While we take extensive measures to prevent unauthorized access, it's important to understand what would happen in the unlikely event of a database breach:

What Attackers Would See

  • Encrypted text that looks like random characters
  • Without the encryption keys (which are stored separately), this data is unusable
  • The last 3 digits are visible, but these alone cannot be used for identity theft or fraud

What Attackers Would NOT See

  • Full TFN or DIN numbers
  • Any way to decrypt the data without the encryption keys
  • Other sensitive information (which is also encrypted or protected)

Our Additional Protections

  • Database access is restricted and monitored
  • Encryption keys are stored separately from the data
  • Multiple layers of security protect against unauthorized access
  • Regular security audits and penetration testing

Best Practices

When Working with Sensitive Data

DO:

  • Only reveal sensitive data when necessary for your work
  • Close or lock your computer when stepping away
  • Verify you're viewing the correct individual before revealing data
  • Report any suspicious activity to your organization administrator

DON'T:

  • Take screenshots of revealed sensitive data
  • Share sensitive numbers via email, chat, or other communication tools
  • Leave sensitive data displayed on your screen unattended
  • Access sensitive data unless you have a legitimate business need

Frequently Asked Questions

Q: Can I export TFN/DIN data?

Currently, encrypted sensitive fields are not included in data exports for security reasons. This prevents accidental exposure of sensitive information.

Q: Who can see these numbers in my organization?

Any member of your organization with access to individual records can reveal TFN/DIN numbers. All access is logged for audit purposes.

Q: What if I forget to hide a revealed number?

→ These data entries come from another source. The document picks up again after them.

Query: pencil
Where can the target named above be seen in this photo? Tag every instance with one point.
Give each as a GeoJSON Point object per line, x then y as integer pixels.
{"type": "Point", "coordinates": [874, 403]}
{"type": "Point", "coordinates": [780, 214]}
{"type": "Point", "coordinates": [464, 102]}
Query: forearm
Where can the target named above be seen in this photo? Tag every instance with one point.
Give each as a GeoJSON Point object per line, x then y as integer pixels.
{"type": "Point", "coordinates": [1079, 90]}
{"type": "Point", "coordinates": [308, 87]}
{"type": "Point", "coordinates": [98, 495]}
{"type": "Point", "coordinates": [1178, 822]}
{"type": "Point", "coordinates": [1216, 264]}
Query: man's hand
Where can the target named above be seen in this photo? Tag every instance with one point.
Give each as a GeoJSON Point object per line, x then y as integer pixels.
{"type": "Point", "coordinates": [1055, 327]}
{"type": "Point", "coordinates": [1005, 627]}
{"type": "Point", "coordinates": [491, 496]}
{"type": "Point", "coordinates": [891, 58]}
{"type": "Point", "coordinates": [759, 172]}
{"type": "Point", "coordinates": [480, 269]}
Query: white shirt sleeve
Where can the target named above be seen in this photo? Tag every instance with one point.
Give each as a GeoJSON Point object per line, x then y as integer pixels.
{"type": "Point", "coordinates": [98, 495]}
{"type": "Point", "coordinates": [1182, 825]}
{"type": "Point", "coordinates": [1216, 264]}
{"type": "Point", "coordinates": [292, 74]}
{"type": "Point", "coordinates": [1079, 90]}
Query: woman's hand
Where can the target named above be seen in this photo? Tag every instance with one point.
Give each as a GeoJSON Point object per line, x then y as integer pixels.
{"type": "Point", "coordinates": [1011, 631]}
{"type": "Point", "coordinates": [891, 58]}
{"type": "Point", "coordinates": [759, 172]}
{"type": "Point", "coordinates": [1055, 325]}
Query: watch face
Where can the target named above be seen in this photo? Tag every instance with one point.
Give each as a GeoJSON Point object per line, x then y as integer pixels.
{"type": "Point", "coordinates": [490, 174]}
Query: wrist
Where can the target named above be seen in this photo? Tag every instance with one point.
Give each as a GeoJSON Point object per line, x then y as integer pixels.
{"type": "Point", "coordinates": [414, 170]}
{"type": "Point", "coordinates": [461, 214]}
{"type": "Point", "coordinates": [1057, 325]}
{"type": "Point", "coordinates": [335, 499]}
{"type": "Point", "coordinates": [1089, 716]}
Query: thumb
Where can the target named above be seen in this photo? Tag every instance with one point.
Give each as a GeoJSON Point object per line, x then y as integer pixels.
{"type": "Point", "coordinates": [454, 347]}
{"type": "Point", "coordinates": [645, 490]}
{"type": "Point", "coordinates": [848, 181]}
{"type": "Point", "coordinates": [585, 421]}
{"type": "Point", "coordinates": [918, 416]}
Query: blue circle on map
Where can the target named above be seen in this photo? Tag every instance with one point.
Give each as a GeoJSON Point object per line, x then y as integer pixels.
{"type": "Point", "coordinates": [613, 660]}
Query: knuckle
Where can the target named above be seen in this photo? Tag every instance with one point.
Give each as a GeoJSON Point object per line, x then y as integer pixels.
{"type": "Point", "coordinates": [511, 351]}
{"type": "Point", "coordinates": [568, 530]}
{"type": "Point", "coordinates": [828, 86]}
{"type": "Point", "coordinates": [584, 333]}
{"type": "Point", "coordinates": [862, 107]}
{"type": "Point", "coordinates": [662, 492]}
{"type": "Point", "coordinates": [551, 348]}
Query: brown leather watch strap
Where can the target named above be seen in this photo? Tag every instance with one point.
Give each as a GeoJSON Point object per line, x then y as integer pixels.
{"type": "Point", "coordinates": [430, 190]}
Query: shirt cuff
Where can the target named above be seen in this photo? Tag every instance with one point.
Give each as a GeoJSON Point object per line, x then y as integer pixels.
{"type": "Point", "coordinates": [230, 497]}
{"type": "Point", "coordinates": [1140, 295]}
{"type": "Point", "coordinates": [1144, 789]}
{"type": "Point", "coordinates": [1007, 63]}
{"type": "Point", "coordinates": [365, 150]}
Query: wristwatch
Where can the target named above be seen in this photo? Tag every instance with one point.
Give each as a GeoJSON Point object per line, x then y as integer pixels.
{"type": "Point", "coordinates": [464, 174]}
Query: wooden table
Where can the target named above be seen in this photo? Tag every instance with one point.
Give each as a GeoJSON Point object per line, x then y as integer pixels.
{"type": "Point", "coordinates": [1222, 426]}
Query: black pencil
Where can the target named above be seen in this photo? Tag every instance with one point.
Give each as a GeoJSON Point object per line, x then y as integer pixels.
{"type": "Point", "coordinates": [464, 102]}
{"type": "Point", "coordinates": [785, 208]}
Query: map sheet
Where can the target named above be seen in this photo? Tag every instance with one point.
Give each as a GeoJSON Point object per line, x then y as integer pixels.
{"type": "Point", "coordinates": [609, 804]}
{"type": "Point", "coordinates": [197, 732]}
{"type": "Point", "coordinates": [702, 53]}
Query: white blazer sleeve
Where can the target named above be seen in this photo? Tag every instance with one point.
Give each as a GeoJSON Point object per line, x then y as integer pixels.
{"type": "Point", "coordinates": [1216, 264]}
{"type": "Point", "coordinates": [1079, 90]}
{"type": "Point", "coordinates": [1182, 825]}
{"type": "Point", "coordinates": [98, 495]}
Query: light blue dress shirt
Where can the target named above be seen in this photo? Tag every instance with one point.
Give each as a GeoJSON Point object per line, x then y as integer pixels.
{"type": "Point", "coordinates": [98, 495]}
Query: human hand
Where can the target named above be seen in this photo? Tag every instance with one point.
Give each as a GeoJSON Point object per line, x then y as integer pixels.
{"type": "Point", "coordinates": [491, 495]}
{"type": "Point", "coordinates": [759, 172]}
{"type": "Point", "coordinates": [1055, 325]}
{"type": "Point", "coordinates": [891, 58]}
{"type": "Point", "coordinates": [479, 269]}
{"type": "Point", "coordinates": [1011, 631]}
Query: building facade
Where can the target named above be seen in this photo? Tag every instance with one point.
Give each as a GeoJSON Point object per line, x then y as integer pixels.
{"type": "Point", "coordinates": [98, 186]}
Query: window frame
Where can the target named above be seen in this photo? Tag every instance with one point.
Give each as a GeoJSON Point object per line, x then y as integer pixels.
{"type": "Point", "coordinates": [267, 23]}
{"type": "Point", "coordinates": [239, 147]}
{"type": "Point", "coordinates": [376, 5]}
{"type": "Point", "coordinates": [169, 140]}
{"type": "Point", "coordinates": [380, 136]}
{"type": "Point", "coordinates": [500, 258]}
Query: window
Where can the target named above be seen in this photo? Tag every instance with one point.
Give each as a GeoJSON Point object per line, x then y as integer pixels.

Don't worry - revealed numbers automatically hide themselves after 30 seconds to minimize exposure risk.

Q: Can I disable this encryption?

No. The encryption of TFN and DIN numbers is mandatory for all organizations to ensure compliance and security.

Q: What happens if encryption keys are lost?

Encryption keys are backed up securely and are managed by StructureGram's infrastructure team. In the extremely unlikely event of key loss, we have recovery procedures in place.

Need Help?

If you have questions about sensitive data protection or notice any security concerns, please contact your organization administrator or reach out to our support team.

Remember: Protecting sensitive data is a shared responsibility. By following best practices and using the security features provided, you help keep everyone's information safe.